The other side of the puzzle of Sandy Hook Elementary is mental health.  If we can get beyond blaming the mentally ill for their condition (and forego prayer and willpower as solutions), this is also a public health issue.  Many people suffer from psychological disorders – especially depression and other mood disorders.  Many people suffer from abuse and other forms of mistreatment.  Sometimes, people who suffer from mental distress turn against themselves.  There are, on average, 4,400 deaths for teens from suicide each year.  Sometimes they turn against the world.  We’ve all been talking about the consequences of that for the past week, the past few years.  I’ve been worried about it since Westside Middle.
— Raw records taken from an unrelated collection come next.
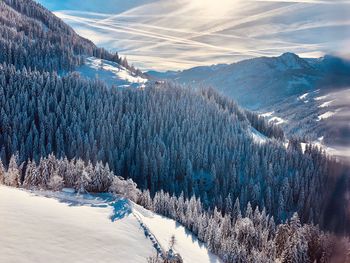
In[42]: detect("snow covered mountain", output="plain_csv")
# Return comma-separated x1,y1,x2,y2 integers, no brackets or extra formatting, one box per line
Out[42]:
148,53,350,156
148,53,350,110
0,186,221,263
75,57,148,88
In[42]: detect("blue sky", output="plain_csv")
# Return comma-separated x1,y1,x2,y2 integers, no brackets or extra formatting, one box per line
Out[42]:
38,0,350,70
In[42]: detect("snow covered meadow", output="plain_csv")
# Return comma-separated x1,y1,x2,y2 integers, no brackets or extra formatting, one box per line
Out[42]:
0,186,221,263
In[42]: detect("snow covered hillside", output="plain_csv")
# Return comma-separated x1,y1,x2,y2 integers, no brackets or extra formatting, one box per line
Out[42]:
260,88,350,158
76,57,148,88
0,186,221,263
148,53,350,110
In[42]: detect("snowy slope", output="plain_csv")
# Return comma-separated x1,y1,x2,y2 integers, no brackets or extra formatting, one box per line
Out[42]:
76,57,148,88
0,186,221,263
0,186,154,263
133,204,221,263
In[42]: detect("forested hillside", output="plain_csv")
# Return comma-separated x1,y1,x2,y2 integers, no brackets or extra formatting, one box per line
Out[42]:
0,0,349,263
0,65,336,225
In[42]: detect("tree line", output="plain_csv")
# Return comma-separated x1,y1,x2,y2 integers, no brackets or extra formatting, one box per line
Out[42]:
0,62,339,227
0,155,350,263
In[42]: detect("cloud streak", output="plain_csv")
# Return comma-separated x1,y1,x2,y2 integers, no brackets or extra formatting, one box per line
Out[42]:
39,0,350,70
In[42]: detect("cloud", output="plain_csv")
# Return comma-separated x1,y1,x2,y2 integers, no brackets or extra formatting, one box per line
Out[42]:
40,0,350,70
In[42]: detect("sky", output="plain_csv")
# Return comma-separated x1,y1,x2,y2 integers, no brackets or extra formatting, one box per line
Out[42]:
37,0,350,71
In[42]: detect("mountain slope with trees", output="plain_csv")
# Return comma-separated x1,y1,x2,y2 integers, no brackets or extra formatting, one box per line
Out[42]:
0,65,337,227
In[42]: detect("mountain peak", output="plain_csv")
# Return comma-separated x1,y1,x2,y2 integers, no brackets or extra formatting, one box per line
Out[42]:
280,52,300,59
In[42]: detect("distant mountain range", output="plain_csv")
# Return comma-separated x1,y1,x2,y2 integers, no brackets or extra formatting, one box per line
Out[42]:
147,53,350,158
148,53,350,110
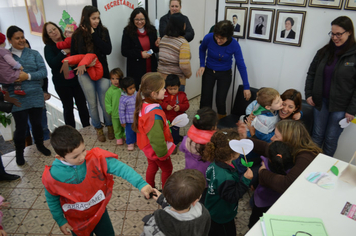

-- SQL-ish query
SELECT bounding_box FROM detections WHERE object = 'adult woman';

[70,6,115,142]
[156,0,194,46]
[197,20,251,118]
[121,7,158,90]
[157,13,192,91]
[42,22,90,128]
[6,26,51,165]
[305,16,356,156]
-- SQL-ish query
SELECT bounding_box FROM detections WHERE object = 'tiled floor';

[0,98,251,236]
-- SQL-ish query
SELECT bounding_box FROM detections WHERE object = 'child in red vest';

[132,72,176,187]
[42,125,153,236]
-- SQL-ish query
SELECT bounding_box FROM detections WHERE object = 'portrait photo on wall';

[309,0,344,9]
[344,0,356,11]
[273,10,306,47]
[247,8,275,42]
[25,0,46,36]
[277,0,307,7]
[225,7,247,39]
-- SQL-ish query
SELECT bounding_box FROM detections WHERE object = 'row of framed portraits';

[225,0,356,10]
[225,7,307,47]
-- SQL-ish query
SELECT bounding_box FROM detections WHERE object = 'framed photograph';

[225,7,247,39]
[247,8,274,42]
[273,10,307,47]
[25,0,46,36]
[309,0,344,9]
[250,0,276,5]
[344,0,356,11]
[225,0,248,3]
[277,0,307,7]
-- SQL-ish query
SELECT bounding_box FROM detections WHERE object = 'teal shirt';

[45,157,148,227]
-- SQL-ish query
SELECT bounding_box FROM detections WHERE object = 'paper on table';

[263,213,328,236]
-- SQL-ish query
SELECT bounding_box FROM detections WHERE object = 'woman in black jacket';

[121,7,158,90]
[305,16,356,156]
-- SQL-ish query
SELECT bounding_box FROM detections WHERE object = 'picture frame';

[277,0,307,7]
[225,0,248,3]
[25,0,46,36]
[273,10,307,47]
[309,0,343,10]
[344,0,356,11]
[250,0,276,5]
[247,8,275,42]
[225,7,247,39]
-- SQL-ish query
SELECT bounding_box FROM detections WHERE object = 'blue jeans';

[78,73,112,129]
[312,98,345,157]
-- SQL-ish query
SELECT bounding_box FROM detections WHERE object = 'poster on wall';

[225,7,247,39]
[247,8,275,42]
[25,0,46,36]
[273,10,306,47]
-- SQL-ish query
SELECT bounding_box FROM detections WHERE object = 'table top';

[246,154,356,236]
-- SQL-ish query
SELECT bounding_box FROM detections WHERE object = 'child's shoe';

[127,143,135,151]
[116,138,124,145]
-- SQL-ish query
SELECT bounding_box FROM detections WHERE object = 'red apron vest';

[42,148,118,236]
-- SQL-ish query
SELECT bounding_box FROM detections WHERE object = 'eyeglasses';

[328,30,347,39]
[134,18,146,22]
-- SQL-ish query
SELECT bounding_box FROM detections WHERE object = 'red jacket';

[161,91,189,122]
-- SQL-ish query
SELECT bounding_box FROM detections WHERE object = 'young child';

[248,141,294,228]
[0,33,28,95]
[104,68,125,145]
[132,72,175,187]
[161,74,189,151]
[42,125,153,236]
[119,77,137,151]
[141,169,210,236]
[204,129,253,236]
[179,107,218,204]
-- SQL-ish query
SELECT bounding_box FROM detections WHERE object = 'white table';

[246,154,356,236]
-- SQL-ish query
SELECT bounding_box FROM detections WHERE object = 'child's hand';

[59,223,73,235]
[141,184,153,199]
[174,105,180,111]
[244,168,253,179]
Where we go from here, I can’t say.  But I do think that folks are, for once, on the same page.  It’s such a shame that what happened at Sandy Hook Elementary was needed for the nation to have a serious, practical, earnest discussion about why Adam Lanza went into that school and shot all those children and adults.  From this point forward, I hope that we can drop our political posturing and ideology and simply take these words to heart: Never again.  Never again.  Never again.